November 9, 2025 by Gina +

Jump to Recipe

There’s just something about baking with olive oil in the fall that feels special — the rich aroma, the golden crumb, and that subtle fruitiness that makes every bite taste homemade. This Apple Olive Oil Cake is my cozy twist on a classic. It’s extra moist from grated Honeycrisp apple and Greek yogurt, naturally sweetened with coconut sugar, and finished with a hint of cinnamon and nutmeg.

I love this cake because it’s effortless but elegant. You only need one bowl, no mixer, and about 10 minutes to get it in the oven. It’s the kind of dessert that tastes like it came from a bakery but it’s simple enough for a weeknight bake.

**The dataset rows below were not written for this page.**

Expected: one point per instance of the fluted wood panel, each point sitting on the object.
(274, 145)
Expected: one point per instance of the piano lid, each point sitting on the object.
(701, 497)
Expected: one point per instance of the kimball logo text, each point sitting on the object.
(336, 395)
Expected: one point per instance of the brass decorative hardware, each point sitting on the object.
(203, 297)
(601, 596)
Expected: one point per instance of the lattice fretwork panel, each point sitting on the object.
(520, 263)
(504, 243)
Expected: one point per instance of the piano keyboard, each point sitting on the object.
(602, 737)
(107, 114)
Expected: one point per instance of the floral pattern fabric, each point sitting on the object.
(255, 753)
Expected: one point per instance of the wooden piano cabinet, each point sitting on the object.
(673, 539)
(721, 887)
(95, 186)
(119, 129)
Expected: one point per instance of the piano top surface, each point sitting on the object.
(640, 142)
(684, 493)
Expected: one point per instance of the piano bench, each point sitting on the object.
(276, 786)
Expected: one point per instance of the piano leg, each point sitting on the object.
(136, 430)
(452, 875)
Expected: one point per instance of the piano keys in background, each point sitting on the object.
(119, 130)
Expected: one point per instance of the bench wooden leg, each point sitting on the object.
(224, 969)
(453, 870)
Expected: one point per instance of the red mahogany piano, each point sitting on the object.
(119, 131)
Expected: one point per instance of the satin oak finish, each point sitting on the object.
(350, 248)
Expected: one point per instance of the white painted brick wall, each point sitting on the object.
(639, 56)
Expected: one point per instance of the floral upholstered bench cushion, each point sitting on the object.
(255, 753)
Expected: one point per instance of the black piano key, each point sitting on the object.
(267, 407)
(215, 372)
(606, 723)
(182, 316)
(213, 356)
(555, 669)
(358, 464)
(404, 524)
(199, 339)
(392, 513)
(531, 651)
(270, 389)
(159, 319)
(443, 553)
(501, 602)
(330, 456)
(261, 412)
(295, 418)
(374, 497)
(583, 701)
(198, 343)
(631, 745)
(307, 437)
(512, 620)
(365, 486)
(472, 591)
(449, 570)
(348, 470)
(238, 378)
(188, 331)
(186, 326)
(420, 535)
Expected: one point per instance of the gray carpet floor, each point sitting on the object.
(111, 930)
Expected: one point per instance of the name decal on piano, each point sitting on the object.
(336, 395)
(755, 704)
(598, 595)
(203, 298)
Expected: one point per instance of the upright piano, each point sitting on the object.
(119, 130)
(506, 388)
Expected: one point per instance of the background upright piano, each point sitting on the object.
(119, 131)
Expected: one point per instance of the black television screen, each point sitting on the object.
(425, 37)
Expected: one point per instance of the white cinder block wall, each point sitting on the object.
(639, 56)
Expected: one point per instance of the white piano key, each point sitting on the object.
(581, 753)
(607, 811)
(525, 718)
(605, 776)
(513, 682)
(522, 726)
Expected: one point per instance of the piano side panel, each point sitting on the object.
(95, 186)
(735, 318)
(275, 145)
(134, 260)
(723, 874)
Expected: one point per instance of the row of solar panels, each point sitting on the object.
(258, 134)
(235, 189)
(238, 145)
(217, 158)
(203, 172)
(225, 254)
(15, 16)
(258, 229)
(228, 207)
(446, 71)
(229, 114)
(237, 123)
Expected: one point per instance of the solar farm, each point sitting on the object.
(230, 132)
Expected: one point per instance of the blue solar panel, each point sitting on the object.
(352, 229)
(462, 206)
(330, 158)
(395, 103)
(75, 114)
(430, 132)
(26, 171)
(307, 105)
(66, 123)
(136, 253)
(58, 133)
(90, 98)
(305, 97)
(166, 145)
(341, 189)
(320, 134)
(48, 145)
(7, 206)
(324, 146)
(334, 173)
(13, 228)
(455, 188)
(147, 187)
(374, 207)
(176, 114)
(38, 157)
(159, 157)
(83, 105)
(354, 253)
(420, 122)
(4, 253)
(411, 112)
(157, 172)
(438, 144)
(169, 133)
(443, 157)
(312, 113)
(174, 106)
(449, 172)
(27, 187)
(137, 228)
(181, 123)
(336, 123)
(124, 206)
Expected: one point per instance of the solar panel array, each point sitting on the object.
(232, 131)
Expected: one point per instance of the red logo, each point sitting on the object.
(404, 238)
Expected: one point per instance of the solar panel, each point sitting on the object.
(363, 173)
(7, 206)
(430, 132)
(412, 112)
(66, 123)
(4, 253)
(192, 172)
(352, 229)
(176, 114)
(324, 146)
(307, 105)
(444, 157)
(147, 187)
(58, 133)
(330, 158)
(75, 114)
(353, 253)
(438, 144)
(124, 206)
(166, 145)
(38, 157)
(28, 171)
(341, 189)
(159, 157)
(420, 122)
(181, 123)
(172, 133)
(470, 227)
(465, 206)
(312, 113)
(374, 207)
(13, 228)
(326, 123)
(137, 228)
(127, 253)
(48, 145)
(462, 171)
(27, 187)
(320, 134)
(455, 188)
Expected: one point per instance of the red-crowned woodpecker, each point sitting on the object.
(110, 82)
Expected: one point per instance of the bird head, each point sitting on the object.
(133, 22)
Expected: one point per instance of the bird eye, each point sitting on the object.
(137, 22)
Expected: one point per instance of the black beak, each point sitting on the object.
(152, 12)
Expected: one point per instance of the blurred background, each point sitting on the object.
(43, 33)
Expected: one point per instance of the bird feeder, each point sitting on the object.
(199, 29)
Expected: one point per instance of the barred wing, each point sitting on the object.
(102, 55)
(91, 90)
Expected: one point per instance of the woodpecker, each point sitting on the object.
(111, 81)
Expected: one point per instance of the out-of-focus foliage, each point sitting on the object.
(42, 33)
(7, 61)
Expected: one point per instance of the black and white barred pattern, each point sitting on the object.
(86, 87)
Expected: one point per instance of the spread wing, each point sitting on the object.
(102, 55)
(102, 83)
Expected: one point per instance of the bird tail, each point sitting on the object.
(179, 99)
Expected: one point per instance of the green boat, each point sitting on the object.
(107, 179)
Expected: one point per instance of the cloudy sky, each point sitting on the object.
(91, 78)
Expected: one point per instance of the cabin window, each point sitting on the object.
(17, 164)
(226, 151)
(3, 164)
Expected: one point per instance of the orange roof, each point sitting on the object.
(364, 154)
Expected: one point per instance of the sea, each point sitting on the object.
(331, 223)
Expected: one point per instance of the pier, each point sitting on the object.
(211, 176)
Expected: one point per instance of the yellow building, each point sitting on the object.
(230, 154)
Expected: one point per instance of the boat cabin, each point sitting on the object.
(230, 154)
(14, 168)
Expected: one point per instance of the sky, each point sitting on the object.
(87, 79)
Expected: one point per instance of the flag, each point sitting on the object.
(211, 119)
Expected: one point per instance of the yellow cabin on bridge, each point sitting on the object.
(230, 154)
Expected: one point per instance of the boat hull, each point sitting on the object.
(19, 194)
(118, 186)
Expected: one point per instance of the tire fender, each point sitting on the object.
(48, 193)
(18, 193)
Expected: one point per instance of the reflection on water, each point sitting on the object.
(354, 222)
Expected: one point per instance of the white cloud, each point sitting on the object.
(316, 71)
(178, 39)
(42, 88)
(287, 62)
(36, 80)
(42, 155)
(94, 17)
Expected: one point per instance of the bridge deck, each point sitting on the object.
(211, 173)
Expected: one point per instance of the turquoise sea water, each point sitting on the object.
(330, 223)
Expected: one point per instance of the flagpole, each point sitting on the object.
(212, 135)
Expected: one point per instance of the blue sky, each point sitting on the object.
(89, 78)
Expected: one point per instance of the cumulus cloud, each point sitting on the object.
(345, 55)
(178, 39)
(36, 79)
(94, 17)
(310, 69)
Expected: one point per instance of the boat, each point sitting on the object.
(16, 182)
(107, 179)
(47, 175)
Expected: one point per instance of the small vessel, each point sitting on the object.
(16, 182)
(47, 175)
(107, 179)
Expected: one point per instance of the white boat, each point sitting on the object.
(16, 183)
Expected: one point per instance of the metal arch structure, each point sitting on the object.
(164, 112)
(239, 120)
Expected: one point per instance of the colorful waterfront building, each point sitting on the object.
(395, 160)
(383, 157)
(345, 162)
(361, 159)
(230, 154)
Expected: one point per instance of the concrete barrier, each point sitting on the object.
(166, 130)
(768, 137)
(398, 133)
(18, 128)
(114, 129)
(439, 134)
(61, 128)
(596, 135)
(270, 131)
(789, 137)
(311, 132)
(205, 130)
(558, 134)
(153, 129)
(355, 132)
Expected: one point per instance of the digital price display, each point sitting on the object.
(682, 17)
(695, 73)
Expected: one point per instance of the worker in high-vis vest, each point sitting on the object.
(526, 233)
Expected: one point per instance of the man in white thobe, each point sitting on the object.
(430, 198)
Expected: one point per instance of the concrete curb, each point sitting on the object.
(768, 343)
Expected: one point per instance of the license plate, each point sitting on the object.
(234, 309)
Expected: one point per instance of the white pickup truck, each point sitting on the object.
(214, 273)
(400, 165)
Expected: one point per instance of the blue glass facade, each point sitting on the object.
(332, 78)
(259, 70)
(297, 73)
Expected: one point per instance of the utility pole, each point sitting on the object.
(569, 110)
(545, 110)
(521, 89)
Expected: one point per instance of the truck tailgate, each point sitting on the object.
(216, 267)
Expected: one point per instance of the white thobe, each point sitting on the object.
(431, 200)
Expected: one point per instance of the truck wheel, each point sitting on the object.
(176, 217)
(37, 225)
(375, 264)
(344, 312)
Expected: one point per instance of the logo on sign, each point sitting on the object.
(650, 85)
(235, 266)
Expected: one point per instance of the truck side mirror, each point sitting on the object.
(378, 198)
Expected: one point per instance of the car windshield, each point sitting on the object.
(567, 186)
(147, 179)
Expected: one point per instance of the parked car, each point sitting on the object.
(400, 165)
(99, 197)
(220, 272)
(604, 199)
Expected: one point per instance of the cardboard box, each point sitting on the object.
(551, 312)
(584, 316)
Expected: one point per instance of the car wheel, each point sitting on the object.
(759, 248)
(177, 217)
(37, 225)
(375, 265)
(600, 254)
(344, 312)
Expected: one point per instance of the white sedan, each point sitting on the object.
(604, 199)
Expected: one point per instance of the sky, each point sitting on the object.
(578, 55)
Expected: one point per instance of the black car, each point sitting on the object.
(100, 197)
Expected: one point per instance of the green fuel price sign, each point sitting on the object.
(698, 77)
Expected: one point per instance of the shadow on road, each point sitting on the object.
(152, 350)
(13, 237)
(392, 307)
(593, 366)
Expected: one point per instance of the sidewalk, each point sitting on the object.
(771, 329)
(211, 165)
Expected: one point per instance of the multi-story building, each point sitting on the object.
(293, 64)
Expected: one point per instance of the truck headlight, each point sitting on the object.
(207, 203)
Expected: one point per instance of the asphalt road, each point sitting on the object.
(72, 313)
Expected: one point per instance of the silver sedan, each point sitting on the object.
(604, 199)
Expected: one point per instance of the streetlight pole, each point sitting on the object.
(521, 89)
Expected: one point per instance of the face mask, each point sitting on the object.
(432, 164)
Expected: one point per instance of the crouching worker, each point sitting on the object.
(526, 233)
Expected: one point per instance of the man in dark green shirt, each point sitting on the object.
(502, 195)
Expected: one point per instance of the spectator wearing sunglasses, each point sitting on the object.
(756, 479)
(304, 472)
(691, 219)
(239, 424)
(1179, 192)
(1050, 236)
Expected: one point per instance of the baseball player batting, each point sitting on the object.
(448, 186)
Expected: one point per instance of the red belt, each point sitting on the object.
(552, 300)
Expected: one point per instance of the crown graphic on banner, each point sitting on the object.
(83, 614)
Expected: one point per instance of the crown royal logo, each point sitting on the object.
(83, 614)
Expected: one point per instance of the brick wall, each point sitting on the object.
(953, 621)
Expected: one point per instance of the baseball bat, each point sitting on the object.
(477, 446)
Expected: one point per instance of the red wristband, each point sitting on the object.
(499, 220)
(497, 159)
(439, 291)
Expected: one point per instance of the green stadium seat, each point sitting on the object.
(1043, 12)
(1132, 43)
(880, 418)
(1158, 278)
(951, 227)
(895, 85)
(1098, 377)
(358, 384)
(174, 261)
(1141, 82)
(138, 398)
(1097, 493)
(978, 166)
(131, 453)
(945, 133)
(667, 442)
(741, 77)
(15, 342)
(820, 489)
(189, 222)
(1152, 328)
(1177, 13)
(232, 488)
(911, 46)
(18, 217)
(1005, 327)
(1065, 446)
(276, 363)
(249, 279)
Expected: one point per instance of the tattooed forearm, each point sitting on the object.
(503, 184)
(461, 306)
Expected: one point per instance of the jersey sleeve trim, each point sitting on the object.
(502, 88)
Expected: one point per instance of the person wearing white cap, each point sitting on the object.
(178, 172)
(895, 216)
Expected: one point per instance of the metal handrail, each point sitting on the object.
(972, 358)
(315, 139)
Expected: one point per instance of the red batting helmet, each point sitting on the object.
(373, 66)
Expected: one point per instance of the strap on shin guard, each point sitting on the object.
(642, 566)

Perfect with your morning coffee or served warm with a drizzle of maple glaze or powdered sugar for dessert.


Main Ingredient Breakdown

Olive Oil:
The secret to a soft, moist crumb. I used a Sicilian extra virgin olive oil from Bono — it gives the cake a rich, smooth flavor without overpowering the apple. You can use any good-quality olive oil that’s mild and fruity.

Grated Honeycrisp Apple:
Fresh apple adds natural sweetness and moisture. Grate it (no need to peel) so it melts right into the batter and gives every bite a little juiciness.

Greek Yogurt:
Adds protein and keeps the cake tender while reducing the need for butter. It’s the key to that perfect bakery-style texture.

Coconut Sugar:
I love the warm caramel notes it gives this cake. You can use golden coconut sugar or regular — they’re the same thing!

Apple Cider:
Instead of milk or orange juice, apple cider deepens the fall flavor and complements the cinnamon and nutmeg.

Almond Flour + All-Purpose Flour:
The combo gives the cake a soft, delicate crumb that’s never dry. The almond flour adds richness, while the all-purpose flour gives it structure.


Ingredients

  • 1 cup (120g) all-purpose flour
  • ½ cup (50g) almond flour
  • 1 tsp baking powder
  • ½ tsp baking soda
  • ½ tsp salt
  • 1½ tsp cinnamon
  • ¼ tsp nutmeg
  • ¾ cup coconut sugar (or golden coconut sugar)
  • ½ cup extra virgin olive oil
  • ½ cup Greek yogurt (plain or vanilla)
  • 2 large eggs
  • ¼ cup apple cider (not vinegar)
  • 1 tsp vanilla extract
  • 1 grated Honeycrisp apple (about 1 heaping cup, unpeeled)
  • Optional: zest of 1 orange for brightness

For the Maple Glaze (optional):

  • ½ cup powdered sugar
  • 1–2 tsp maple syrup
  • 1–2 tsp milk, as needed

Instructions

  1. Preheat the oven to 350°F. Line an 8-inch round pan with parchment paper and lightly grease the sides.
  2. Combine dry ingredients: In a large bowl, whisk flour, almond flour, baking powder, baking soda, salt, cinnamon, and nutmeg.
  3. Mix wet ingredients: In another bowl, whisk together olive oil, coconut sugar, eggs, Greek yogurt, apple cider, vanilla, and orange zest (if using) until smooth.
  4. Add the apple: Stir in the grated apple.
  5. Combine: Add the dry ingredients to the wet and mix gently until just combined — the batter will be slightly thin, and that’s perfect.
  6. Bake: Pour into the prepared pan and bake for 35–40 minutes, or until a toothpick comes out clean and the top is golden.
  7. Cool and glaze: Let the cake cool, then drizzle with maple glaze or dust with powdered sugar.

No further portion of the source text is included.